The first time I saw Kirstin Maldonado, she was standing alone in a drab corridor leading to the backstage of the Martin High School auditorium, where she and her Pentatonix group mates were about to blow the roof off the place. This was before Pentatonix became Pentatonix instrument-free legends, Grammy winners, hometown musical lords.
They were popular and melodically proficient then; now, they are household names able to fill out pretty much any venue.
The first time Todd Hart saw Kirstin Maldonado, she was all of eight years old, pig-tailed and teeny weeny, yet your average run-of-the-mill Disney-like triple threat.
“She studied singing, dancing, acting,” said Hart, one of Maldonado’s voice and acting teachers at Theatre Arlington. “She had a natural musical and performance talent. Personality-wise, she was very shy. . . in the beginning.”
Last month, Maldonado and a slew of other former Theatre Arlington alums were cemented into its history, quite literally.
A Walk of Fame was revealed in celebrating the 50th Anniversary of Arlington’s artsy gem, honoring over 20 artists like Broadway vet Major Attaway, TV actor James Healy, and film producer Amy Greene. Fittingly, the unveiling coincided with the opening night of the theater’s second show of the season, Noises Off.
Each honoree now possesses an 18-inch bronze medallion embossed with the Arlington star, their name, and the genre of art for which they are best known. It graces the theater’s front entrance just as you pop in to see a production.
“A little surreal,” is the way Attaway put it. He started at TA at age 15 when the great BJ Cleveland, another honoree, persuaded him to give it a shot. Attaway played the Genie in Disney’s Aladdin through 1,500 performances over three years on Broadway.
“Acting was my gateway to empathy,” Attaway said, “and my escape. While I was singing, no one asked questions.”
He let out that booming laugh of his, which got the attention of Greene, the film producer slash in-demand stunt performer and fight choreographer. The daughter of former Arlington Mayor Richard Greene, Amy was the stunt coordinator of the Oscar-winning Sound of Metal and the nominated Knives Out.
She was trying to soak it all in.
“There’s nothing better than hometown love,” she said. “Coming back to Arlington, where I grew up, and Theatre Arlington, where I started, is very special.”
Several alums were there for the unveiling, but why they showed up was less about the place celebrating them than them celebrating the place.
“It was, is, a community that supports the arts so much I think I was able to jump into something at a young age,” Amy Greene said of TA. “They make you feel brave enough to do it.
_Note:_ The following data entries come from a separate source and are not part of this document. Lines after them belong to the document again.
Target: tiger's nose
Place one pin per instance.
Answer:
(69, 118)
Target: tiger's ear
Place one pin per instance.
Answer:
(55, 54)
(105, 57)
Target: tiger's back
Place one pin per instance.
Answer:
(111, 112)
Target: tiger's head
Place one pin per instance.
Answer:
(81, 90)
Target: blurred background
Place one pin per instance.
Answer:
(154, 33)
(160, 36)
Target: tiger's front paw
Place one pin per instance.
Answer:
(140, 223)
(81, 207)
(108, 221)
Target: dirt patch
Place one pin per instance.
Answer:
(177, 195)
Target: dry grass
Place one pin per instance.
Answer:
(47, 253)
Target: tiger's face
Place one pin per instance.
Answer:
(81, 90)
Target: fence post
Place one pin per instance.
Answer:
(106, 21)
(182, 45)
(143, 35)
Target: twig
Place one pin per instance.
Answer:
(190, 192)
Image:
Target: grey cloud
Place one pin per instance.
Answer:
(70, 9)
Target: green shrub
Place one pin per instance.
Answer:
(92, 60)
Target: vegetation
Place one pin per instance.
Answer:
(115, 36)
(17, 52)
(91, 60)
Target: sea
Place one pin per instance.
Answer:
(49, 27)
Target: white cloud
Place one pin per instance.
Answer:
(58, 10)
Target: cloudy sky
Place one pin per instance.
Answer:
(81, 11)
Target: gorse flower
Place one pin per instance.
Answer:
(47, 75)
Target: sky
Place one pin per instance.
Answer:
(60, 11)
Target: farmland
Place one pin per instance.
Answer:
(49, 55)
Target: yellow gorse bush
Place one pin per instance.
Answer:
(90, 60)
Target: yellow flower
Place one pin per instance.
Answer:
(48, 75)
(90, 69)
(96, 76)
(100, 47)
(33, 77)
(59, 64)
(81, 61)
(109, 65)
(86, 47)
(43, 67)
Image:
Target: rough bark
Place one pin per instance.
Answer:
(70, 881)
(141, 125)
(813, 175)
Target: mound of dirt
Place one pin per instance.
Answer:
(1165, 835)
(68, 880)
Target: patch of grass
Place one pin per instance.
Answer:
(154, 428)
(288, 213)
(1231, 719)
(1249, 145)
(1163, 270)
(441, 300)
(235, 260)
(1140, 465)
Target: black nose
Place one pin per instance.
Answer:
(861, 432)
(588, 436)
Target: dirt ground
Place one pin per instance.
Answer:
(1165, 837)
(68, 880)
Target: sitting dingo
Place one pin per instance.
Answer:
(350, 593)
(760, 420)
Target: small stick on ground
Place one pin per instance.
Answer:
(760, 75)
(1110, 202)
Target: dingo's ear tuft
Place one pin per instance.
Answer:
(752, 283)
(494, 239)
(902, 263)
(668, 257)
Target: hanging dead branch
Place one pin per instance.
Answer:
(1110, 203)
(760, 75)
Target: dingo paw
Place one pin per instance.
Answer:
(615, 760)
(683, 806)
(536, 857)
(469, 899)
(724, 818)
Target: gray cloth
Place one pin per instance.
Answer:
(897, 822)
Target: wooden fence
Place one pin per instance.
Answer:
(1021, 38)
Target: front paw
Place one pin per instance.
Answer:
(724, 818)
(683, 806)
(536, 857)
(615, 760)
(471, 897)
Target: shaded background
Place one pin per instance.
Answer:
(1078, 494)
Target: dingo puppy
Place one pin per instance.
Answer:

I’m clearly humbled.”
Development Director Cathy O’Neal came up with the idea to acknowledge the talent that has come through the theater.
“I am just really thrilled that it came together,” O’Neal said, “and we are able to do it because I love the public recognition of artists, and everybody at the theater is very excited about it.”
Walk of Fame criteria is artists who have appeared on stage and have gone on to accomplish regional or national notoriety.
“Many of them you may not know about their connection to us,” said TA Executive Producer Steve Morris.
Thanks to brief bios of the honorees, all of that is spelled out on the TA website.
The plan is for these accolades to go on and on, much like the theatre that has long been the anchor of Arlington’s arts scene.
We often take our arts for granted, forgetting the vitality of community theater and how it is such a part of our cultural landscape and identity. How often have you walked out of a live play at TA and, oddly, just felt better as you stroll to your car?
“Theater, or art in itself, is intrinsically emotional,” said Attaway. “It creates a unique emotional response that reminds you that you’re alive. We need that. That’s why this city needs another 50 years of Theatre Arlington.”